You can easily make some of the best cheeses using ingredients you already have in your home, and in very little time too.
Cheese is so many people’s all-time favourite food to eat, and most are unaware they could easily whip up a batch in their own kitchen, and get an end result that is just as delicious (and even fresher) that their preferred store brand.
Most likely, the ingredients and cheese making equipment you need to make a batch of homemade cheese are already in your kitchen or store, and all you need is a recipe and an easy step-by-step guide to making the cheese of your dreams.
What you will need;
- Vinegar/ lemon
- Seasoning (optional)
Decide on the kind of cheese you will like to make. For simpler, easy and less time consuming variations, you can whip up a batch with the above listed ingredients. But, for more complicated cheeses, some require culture and rennet. In that case, you need to know where to buy rennet.
However, for easy homemade cheese, you can follow this recipe.
Grab the milk you want to use to make this easy, homemade cheese. You can use almost any kind of milk, but you absolutely must stay away from ultra-pasteurized milk, as its components do not allow it properly form curds. Raw milk is usually the best option, but any brand of pasteurized milk will always give a good enough result.

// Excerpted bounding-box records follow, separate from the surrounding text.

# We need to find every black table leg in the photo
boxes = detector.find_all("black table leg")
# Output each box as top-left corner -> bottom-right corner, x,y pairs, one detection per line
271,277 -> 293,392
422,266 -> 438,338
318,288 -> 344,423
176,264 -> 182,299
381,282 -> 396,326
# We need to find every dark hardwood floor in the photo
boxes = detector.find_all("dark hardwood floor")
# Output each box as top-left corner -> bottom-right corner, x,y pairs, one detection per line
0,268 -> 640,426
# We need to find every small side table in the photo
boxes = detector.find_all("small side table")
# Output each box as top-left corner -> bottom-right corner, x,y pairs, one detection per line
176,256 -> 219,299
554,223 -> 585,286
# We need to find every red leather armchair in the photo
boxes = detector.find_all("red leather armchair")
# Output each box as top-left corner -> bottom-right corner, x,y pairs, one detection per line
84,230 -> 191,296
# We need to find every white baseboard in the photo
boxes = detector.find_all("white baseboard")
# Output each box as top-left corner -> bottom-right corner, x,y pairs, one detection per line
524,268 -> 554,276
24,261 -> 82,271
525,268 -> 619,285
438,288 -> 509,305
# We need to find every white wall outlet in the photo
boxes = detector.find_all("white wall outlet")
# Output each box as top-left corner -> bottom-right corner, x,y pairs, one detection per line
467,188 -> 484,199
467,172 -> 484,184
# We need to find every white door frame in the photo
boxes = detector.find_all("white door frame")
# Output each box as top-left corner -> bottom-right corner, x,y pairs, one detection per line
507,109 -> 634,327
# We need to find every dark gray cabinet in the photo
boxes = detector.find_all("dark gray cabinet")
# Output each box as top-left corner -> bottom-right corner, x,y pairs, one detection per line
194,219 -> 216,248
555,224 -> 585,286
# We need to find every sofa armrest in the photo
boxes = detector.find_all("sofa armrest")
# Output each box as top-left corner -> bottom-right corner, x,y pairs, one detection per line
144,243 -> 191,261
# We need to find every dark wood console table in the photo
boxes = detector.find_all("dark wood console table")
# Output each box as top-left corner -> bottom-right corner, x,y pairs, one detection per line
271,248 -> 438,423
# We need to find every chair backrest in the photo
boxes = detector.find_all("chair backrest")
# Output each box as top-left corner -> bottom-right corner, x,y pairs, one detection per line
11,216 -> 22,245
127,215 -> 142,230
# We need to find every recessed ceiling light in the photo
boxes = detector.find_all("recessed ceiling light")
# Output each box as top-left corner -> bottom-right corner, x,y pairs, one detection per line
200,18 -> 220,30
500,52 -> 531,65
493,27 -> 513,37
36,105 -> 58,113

Heat your milk in a pot over medium heat, and allow it to boil. Don’t forget to constantly check on and stir your milk so it does not burn. Stir constantly and allow to completely boil.

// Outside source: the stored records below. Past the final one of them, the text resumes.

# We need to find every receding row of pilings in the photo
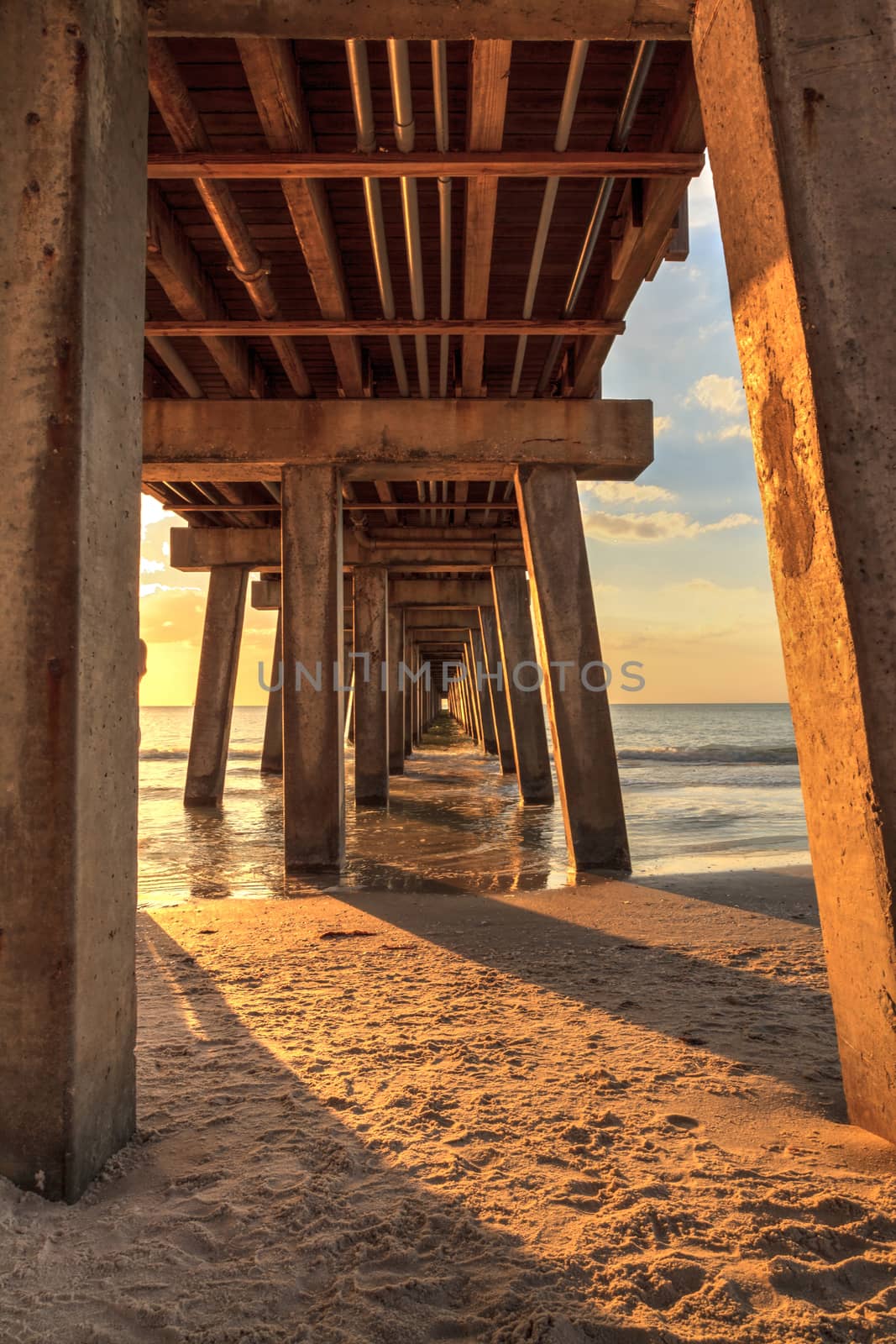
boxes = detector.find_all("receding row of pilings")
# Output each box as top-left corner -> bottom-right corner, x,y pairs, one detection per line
7,0 -> 896,1199
186,466 -> 629,872
184,500 -> 629,872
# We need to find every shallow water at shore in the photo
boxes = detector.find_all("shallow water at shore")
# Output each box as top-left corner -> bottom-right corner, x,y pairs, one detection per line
139,706 -> 807,905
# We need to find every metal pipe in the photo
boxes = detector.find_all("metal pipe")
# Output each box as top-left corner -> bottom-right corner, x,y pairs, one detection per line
535,42 -> 657,396
511,38 -> 589,396
149,38 -> 314,396
146,312 -> 206,401
345,38 -> 411,396
385,38 -> 430,396
430,39 -> 451,397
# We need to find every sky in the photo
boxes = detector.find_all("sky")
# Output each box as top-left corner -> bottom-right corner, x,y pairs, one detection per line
139,170 -> 787,706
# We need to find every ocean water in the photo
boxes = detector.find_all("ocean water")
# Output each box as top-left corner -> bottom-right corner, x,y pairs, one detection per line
139,704 -> 809,905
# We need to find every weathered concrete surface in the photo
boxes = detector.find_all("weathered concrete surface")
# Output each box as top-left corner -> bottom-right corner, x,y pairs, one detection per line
144,398 -> 652,481
280,466 -> 345,872
479,605 -> 516,774
184,566 -> 249,808
405,606 -> 479,632
383,607 -> 407,774
694,0 -> 896,1141
250,580 -> 352,615
347,564 -> 390,806
170,524 -> 524,574
0,0 -> 146,1200
149,0 -> 693,42
491,567 -> 553,804
516,466 -> 631,872
403,627 -> 414,759
470,627 -> 498,755
461,637 -> 482,746
390,578 -> 495,612
260,612 -> 284,774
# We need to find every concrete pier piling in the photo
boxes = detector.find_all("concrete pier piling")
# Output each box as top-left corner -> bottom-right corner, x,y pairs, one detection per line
693,0 -> 896,1142
354,564 -> 391,806
491,566 -> 553,804
184,564 -> 249,808
516,466 -> 631,872
478,606 -> 516,774
260,610 -> 286,774
280,466 -> 345,872
0,0 -> 146,1200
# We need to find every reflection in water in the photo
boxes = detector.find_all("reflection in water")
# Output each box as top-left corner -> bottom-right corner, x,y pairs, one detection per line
139,706 -> 807,905
139,728 -> 567,905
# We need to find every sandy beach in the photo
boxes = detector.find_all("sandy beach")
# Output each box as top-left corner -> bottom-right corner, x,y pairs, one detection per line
0,869 -> 896,1344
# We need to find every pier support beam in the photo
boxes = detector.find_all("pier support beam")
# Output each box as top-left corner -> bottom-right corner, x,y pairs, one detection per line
347,564 -> 390,806
383,607 -> 407,774
184,566 -> 249,808
260,609 -> 285,774
516,466 -> 631,872
479,606 -> 516,774
0,0 -> 146,1201
694,0 -> 896,1142
491,566 -> 553,804
282,466 -> 345,872
470,627 -> 498,755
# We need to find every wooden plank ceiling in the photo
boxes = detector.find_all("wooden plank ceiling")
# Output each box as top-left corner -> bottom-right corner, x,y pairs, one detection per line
144,38 -> 704,540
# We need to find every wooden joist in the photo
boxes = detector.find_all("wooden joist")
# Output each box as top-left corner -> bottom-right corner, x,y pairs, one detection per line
146,183 -> 255,396
148,151 -> 704,182
149,38 -> 313,396
462,40 -> 513,396
148,0 -> 694,42
144,399 -> 652,484
569,52 -> 705,398
238,38 -> 364,396
146,318 -> 625,334
170,527 -> 525,574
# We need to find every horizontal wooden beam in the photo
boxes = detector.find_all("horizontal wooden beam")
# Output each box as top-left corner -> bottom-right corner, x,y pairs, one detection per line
251,575 -> 495,607
148,0 -> 694,42
148,150 -> 704,181
144,398 -> 652,482
170,527 -> 525,574
145,318 -> 625,339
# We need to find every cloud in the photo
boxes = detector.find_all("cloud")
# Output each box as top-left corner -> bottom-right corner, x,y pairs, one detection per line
579,481 -> 674,504
584,509 -> 759,542
684,374 -> 747,415
697,318 -> 731,340
688,165 -> 719,228
697,422 -> 752,444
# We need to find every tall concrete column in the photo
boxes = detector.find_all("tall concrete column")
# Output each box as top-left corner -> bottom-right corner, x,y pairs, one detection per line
491,564 -> 553,804
343,626 -> 358,744
470,627 -> 498,755
260,612 -> 285,774
694,0 -> 896,1142
184,564 -> 249,808
0,0 -> 146,1200
282,466 -> 345,872
354,564 -> 390,806
479,606 -> 516,774
464,630 -> 485,755
403,632 -> 414,757
387,606 -> 405,774
516,466 -> 631,872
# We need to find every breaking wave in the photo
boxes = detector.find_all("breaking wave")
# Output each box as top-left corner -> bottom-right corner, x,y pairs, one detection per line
139,748 -> 260,761
618,742 -> 797,764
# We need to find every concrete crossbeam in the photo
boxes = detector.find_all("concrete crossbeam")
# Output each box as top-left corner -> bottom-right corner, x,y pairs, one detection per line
144,398 -> 652,482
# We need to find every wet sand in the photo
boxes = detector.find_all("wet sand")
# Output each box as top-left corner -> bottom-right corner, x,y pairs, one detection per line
0,736 -> 896,1344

Here is where the make or break in your cheese making plan. Once your milk has been brought to boil, reduce the heat from medium to low, and add a measurement (depending on the quantity of milk) of acid – lemon or vinegar to the boiling milk, while still stirring the mixture. It should cause an immediate separation of curds and whey (yellowing liquid). This means that the acid is properly curding the milk. If due to some reason, the curdling does not happen, add some vinegar (little by little), until the separation occurs.
Choosing lemon or vinegar is mostly a variation according to taste preferences as lemon may add a more citrus, tangy flavour to the cheese; although, vinegar is the more predictable, easily controlled choice.
Once the curds are separated, you are well on your way to having your perfect homemade cheese. Now, you have to pour the mix through a strainer, and allow the whey drain away – you can keep this whey to be used later for other use. Rinse the curds under s rush of cold water, and drain thoroughly.
Now, you can season your cheese just as you like. If you prefer simple, unflavoured cheese, you can simply add two teaspoons of salt, or add some more seasoning to spice things up a bit.
After seasoning your cheese to your taste, you can wrap the cheese in a proper fabric (cheesecloth is recommended, but any cotton t-shirt would do). Let the wrapped cheese sit for about two hours, and then move it to the refrigerator.
Store your cheese in the refrigerator, and remember to consume within a week so it doesn’t spoil.
You can now whip out your homemade batch of cheese to eat as you please when you are too tired to make the drive to the store, or when guests come over and you want to show off your cooking skills.